A pragmatic Bayesian perspective on correlation analysis: The exoplanetary gravity - stellar activity case

TL;DR

This paper demonstrates how Bayesian methods can be applied to correlation analysis, specifically between exoplanetary gravity and stellar activity, providing more robust and informative results than traditional p-value approaches.

Contribution

It introduces a practical, Python-based Bayesian tool for correlation assessment, highlighting its advantages over classical methods and encouraging wider adoption in scientific research.

Findings

Bayesian analysis supports a correlation between planetary gravity and stellar activity.

Results are more robust and informative than traditional p-value methods.

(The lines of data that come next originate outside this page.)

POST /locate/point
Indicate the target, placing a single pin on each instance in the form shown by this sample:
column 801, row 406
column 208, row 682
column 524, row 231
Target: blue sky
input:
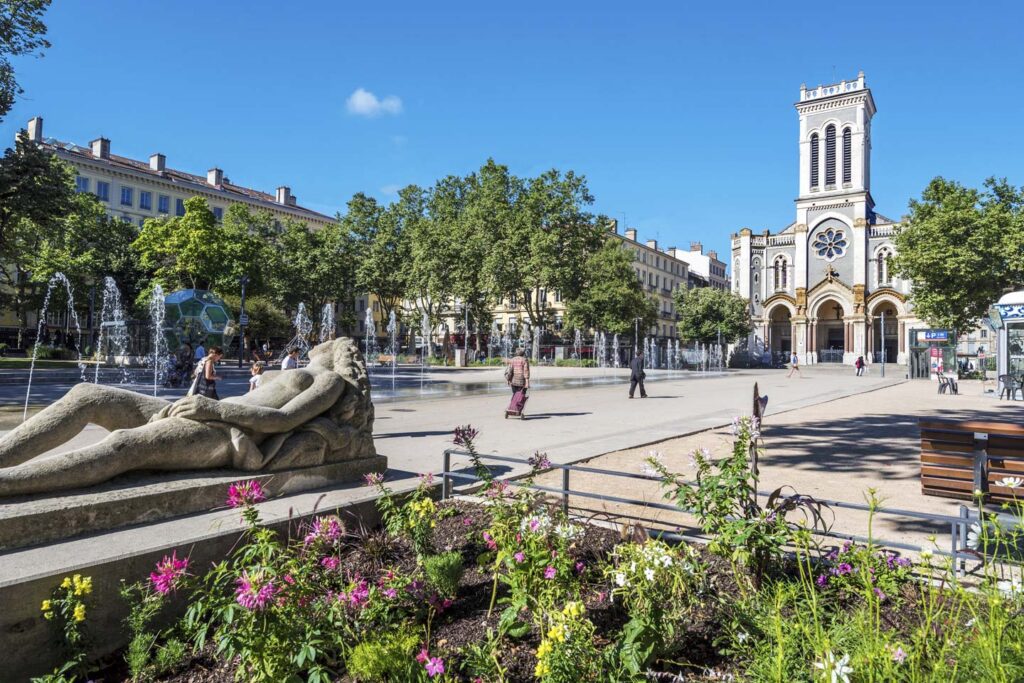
column 679, row 114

The provided Python code is user-friendly and adaptable for various problems.

Abstract

We apply the Bayesian framework to assess the presence of a correlation between two quantities. To do so, we estimate the probability distribution of the parameter of interest, $\rho$, characterizing the strength of the correlation. We provide an implementation of these ideas and concepts using python programming language and the pyMC module in a very short ($\sim$130 lines of code, heavily commented) and user-friendly program. We used this tool to assess the presence and properties of the correlation between planetary surface gravity and stellar activity level as measured by the log($R'_{\mathrm{HK}}$) indicator. The results of the Bayesian analysis are qualitatively similar to those obtained via p-value analysis, and support the presence of a correlation in the data. The results are more robust in their derivation and more informative, revealing interesting features such as asymmetric posterior distributions or markedly different credible intervals, and allowing for a deeper exploration. We encourage the reader interested in this kind of problem to apply our code to his/her own scientific problems. The full understanding of what the Bayesian framework is can only be gained through the insight that comes by handling priors, assessing the convergence of Monte Carlo runs, and a multitude of other practical problems. We hope to contribute so that Bayesian analysis becomes a tool in the toolkit of researchers, and they understand by experience its advantages and limitations.